From here, Spike wasn't sure what to do with himself. He watched Blueblood a few seconds before reentering the room. Snowpiercer would be capable of coordinating the castle lockdown. He could insert himself into that, but he didn't want to disrupt her chain of command, and he didn't know where she was. Informing her of his movements without disrupting hers could be an issue. More than once, Spike wished Equestrian technology was closer to that of the alternate world he'd visited a few times, where talking to somepony else, no matter where, was just a button press away on a plastic brick.
He couldn't head home, not yet. No, his place was here, with Twilight. As Lord Protector, and as her friend. He wasn't lying when he told Blueblood he might be a target. Having both remaining royals in one place was unwise, and it was possible someone might try and finish the job. If they did, he would be here.

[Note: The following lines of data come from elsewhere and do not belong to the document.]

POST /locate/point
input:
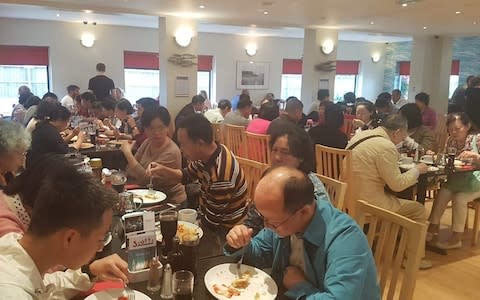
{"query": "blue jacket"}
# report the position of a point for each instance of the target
(338, 261)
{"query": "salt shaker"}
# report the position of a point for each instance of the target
(166, 292)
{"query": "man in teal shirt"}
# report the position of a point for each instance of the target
(314, 250)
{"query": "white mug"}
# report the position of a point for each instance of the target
(187, 215)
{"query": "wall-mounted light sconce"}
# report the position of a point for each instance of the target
(87, 40)
(327, 47)
(183, 36)
(251, 49)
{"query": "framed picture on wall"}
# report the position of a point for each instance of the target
(253, 75)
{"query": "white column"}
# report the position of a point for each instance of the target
(168, 26)
(430, 70)
(312, 56)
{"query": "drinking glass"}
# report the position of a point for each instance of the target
(182, 285)
(168, 227)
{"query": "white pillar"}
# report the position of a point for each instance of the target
(430, 70)
(168, 26)
(312, 56)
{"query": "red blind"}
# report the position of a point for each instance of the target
(140, 60)
(347, 67)
(205, 63)
(292, 66)
(404, 67)
(23, 55)
(455, 67)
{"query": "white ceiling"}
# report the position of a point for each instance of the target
(287, 18)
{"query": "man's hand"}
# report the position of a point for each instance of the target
(422, 168)
(110, 268)
(292, 277)
(239, 236)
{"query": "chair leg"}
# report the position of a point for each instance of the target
(476, 224)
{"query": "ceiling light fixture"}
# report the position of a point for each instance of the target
(183, 36)
(87, 40)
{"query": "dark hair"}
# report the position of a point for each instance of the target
(244, 101)
(72, 88)
(423, 97)
(153, 113)
(125, 106)
(50, 95)
(108, 104)
(293, 104)
(224, 103)
(100, 67)
(299, 143)
(31, 101)
(269, 111)
(88, 96)
(198, 99)
(198, 128)
(349, 97)
(322, 93)
(298, 189)
(394, 122)
(333, 116)
(147, 101)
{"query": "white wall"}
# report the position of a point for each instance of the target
(71, 63)
(370, 79)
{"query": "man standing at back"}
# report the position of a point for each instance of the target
(101, 85)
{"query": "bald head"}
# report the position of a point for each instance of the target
(287, 188)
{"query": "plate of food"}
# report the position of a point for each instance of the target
(116, 294)
(184, 229)
(224, 283)
(148, 198)
(86, 145)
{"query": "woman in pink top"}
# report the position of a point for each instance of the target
(268, 112)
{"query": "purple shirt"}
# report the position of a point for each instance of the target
(429, 118)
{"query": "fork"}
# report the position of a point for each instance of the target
(130, 293)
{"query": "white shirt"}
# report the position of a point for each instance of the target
(20, 278)
(214, 115)
(67, 101)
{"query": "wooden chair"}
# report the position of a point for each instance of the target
(218, 133)
(235, 140)
(337, 164)
(253, 171)
(258, 147)
(336, 190)
(386, 231)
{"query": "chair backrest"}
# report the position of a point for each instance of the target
(393, 238)
(336, 190)
(218, 133)
(258, 147)
(235, 140)
(253, 171)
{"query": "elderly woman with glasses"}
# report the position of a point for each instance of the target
(291, 147)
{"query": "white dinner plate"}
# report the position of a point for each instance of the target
(143, 193)
(113, 294)
(260, 283)
(187, 227)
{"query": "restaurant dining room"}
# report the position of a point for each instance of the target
(243, 150)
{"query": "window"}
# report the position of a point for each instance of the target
(402, 77)
(291, 78)
(204, 76)
(142, 75)
(345, 78)
(21, 65)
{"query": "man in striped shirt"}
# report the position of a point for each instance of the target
(223, 199)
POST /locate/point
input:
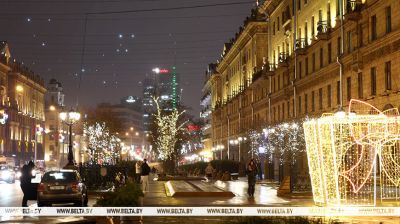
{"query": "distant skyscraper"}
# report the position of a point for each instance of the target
(168, 88)
(164, 84)
(149, 90)
(55, 94)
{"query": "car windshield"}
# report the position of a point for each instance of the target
(59, 177)
(3, 168)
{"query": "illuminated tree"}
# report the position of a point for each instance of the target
(103, 146)
(166, 134)
(167, 129)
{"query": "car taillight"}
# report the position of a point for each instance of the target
(41, 187)
(75, 187)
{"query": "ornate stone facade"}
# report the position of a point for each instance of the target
(301, 77)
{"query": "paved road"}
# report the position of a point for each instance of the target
(11, 196)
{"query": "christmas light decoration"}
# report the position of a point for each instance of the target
(167, 128)
(284, 141)
(103, 146)
(354, 157)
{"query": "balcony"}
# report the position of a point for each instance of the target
(323, 30)
(257, 76)
(283, 59)
(353, 10)
(301, 46)
(269, 69)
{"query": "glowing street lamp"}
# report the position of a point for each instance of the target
(70, 118)
(19, 88)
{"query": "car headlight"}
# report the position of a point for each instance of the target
(6, 174)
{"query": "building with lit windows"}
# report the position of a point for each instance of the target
(236, 86)
(23, 102)
(56, 146)
(320, 55)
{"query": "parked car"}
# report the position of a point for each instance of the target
(63, 186)
(7, 174)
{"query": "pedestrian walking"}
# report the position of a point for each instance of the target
(251, 171)
(145, 171)
(138, 171)
(26, 184)
(209, 171)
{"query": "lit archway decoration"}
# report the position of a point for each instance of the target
(354, 157)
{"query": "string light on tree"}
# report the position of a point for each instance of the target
(167, 128)
(343, 151)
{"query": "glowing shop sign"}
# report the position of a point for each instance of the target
(354, 158)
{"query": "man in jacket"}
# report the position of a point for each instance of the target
(251, 177)
(26, 185)
(145, 171)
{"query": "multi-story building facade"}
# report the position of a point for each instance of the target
(55, 149)
(320, 55)
(4, 69)
(231, 83)
(205, 113)
(22, 94)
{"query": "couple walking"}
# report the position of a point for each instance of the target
(251, 171)
(142, 174)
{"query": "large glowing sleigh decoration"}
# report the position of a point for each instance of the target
(354, 157)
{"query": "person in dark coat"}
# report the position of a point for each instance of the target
(26, 185)
(252, 171)
(145, 171)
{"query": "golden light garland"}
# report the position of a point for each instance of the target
(354, 157)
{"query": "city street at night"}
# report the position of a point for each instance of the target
(213, 111)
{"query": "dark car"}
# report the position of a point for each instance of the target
(61, 187)
(7, 174)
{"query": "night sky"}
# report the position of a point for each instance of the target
(47, 36)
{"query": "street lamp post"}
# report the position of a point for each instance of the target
(70, 118)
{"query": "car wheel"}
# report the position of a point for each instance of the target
(85, 200)
(78, 204)
(41, 204)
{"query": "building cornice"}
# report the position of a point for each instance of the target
(243, 38)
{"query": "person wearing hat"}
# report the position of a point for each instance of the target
(25, 179)
(144, 177)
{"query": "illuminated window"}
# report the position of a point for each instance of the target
(373, 28)
(329, 95)
(312, 101)
(360, 86)
(388, 75)
(329, 53)
(338, 92)
(348, 88)
(320, 98)
(321, 57)
(388, 11)
(306, 103)
(373, 81)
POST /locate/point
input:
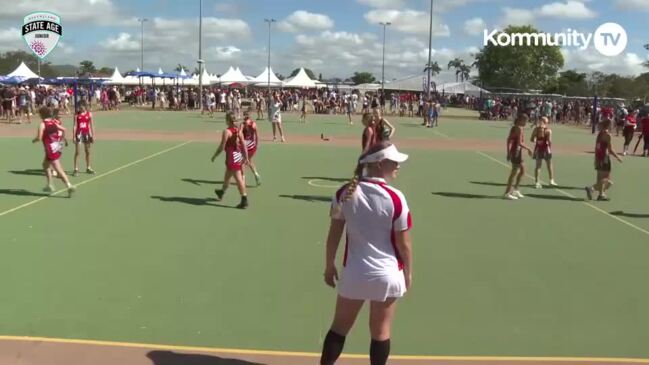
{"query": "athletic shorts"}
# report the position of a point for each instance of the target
(516, 158)
(84, 138)
(375, 288)
(542, 155)
(603, 165)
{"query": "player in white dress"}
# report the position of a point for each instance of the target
(377, 263)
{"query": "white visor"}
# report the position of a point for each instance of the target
(389, 153)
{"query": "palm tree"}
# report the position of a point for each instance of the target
(434, 68)
(180, 67)
(457, 63)
(465, 71)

It occurred to Spike that he was still dressed in his party attire. The only weapons he had were the benefits of being a dragon. He thought of the two dead vault guards. Their enemy was not one he wanted to face empty handed.
He opened the door again and poked his head out. "Guard."
"Sir?" They both replied.
"Go to my armoury," he picked the one who spoke faster, fishing a key out of one of his pockets. He gave him this as well as his signet ring. "Fetch me my armour, spear and sword. Bring four more guards, too. Scan each of them before bringing them."
"Sir," he said again, accepted the offered items, and galloped off with appropriate urgency.
With nothing else for the moment, Spike strode across the room, took the too-small-for-him chair, placed it by the bed, and sat down. In all the chaos no doubt still going on in the castle at large, the hospital room was a bubble of relative quiet. She coughed in her slumber, giving him a start. It was such a weak, fragile utterance, so at odds with the Twilight he knew and loved. Soon, there was nothing but the quiet ticking of the clock on the wall, the rhythm of Twilight's pulse, the doctor, until he excused himself with promises that he would be returning soon, and the occasional anxious tapping of Spike's foot.
Author's Note
The chapter in which a pair of immortals abruptly and sequentially experience mortality, much to the surprise and displeasure of most but not all witnesses.